Dengan cara ini pemain meredam respons terhadap stres, dan juga dengan menerapkan hitungan dia menjaga fokus batin, yang mencegah gangguan eksternal dan pikiran negatif yang biasanya terkait dengan situasi semacam ini.
B. Teknik “Jam” untuk menambatkan kembali titik orientasi:
Pemain menutup matanya dan membayangkan sebuah jam bundar besar, di mana angka 12-6-3-9 muncul sesuai urutan biasanya. Sambil meluangkan waktu untuk melakukan rangkaian pernapasan perut yang menenangkan, pemain akan membayangkan titik terang yang muncul di bawah angka 12. Lampu akan mati dan dia akan membayangkan titik terang yang muncul di bawah angka 6. Lampu akan menyala mati dan sekali lagi dia akan membayangkan titik terang di bawah angka 12. Lampu akan mati dan dia akan membayangkan titik terang muncul di samping angka 3. Lampu akan mati dan akan muncul lagi di bawah angka 12. Lampu akan mati dan titik terang akan muncul di samping angka 9. Sekali lagi, lampu akan mati dan akan muncul di bawah angka 12.
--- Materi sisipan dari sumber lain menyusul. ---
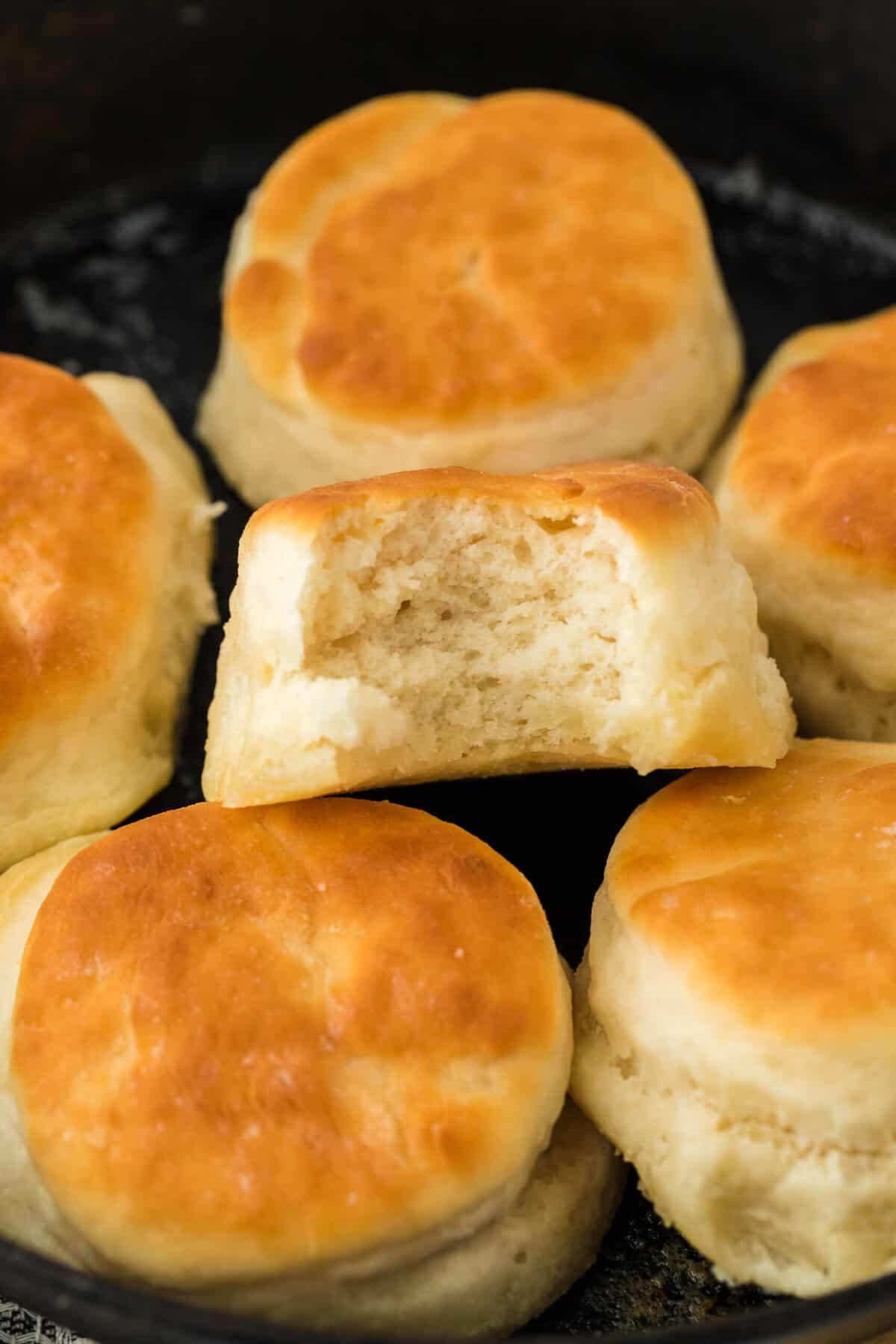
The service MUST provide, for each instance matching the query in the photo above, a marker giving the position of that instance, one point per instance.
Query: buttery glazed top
(423, 260)
(775, 890)
(273, 1038)
(72, 490)
(659, 505)
(815, 452)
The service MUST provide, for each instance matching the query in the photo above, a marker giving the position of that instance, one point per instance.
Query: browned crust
(75, 497)
(258, 1038)
(437, 261)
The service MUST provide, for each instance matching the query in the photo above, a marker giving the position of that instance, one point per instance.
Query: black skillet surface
(128, 281)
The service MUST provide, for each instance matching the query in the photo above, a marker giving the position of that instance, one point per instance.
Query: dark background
(193, 99)
(94, 90)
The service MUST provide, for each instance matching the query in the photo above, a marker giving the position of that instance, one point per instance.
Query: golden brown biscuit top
(817, 452)
(425, 261)
(75, 497)
(657, 505)
(274, 1036)
(775, 889)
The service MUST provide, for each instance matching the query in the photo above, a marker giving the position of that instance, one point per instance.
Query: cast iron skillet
(127, 280)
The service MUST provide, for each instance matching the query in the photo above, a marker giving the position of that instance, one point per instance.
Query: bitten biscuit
(445, 624)
(105, 544)
(736, 1014)
(264, 1058)
(806, 490)
(503, 284)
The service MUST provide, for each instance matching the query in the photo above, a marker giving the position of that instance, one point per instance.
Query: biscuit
(447, 624)
(805, 490)
(736, 1014)
(503, 284)
(105, 544)
(262, 1058)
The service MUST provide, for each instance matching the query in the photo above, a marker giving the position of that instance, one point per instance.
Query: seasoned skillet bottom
(129, 281)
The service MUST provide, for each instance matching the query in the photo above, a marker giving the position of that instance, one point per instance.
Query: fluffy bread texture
(805, 490)
(504, 284)
(105, 546)
(736, 1014)
(262, 1058)
(445, 624)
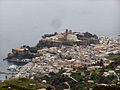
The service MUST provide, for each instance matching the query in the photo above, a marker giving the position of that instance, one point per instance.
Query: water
(25, 21)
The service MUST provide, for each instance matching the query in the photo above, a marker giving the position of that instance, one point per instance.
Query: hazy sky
(24, 21)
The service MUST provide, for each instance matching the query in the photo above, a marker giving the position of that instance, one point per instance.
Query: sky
(25, 21)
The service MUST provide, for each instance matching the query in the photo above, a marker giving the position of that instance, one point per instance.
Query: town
(68, 51)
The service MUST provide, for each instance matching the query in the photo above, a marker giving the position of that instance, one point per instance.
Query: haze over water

Pemain akan diminta untuk mengulangi proses ini sebanyak dua kali. Secara keseluruhan, pemain akan mendedikasikan satu menit untuk menambatkan kembali titik orientasinya.
Pada saat pemain mempertahankan orientasinya, dia akan dapat memberi tahu pelatih bahwa dia telah pulih dan sekarang siap untuk kembali ke permainan.
Tentu saja pemain tersebut perlu dilatih dan mahir dengan teknik “jam”, sebelum ia dapat memanfaatkannya secara real time.
Dalam penerapan teknik ini, pemain memberi makan sirkuit listrik di otaknya dengan rangsangan yang menciptakan sirkuit baru secara paralel dengan aktivitas pernapasannya yang menenangkan. Dengan demikian, bagian dari energi yang memberi makan pikiran yang berulang, yang mengganggu pemain, akan dialihkan ke pikiran yang baru dibuat dan akan mengkatalisasi melemahnya sirkuit awal.
Walaupun kelihatannya rumit, proses ini ternyata sederhana dan efisien setelah beberapa sesi pelatihan terfokus. Fakta bahwa kesepakatan sederhana antara pemain dan pelatih memungkinkan pemain untuk mencapai tingkat kendali atas situasi juga sederhana dan menakjubkan.
Ingat, elemen kontrol sangat penting untuk kemampuan pemulihan mental pemain. Izinkan dia untuk mengontrol prosesnya!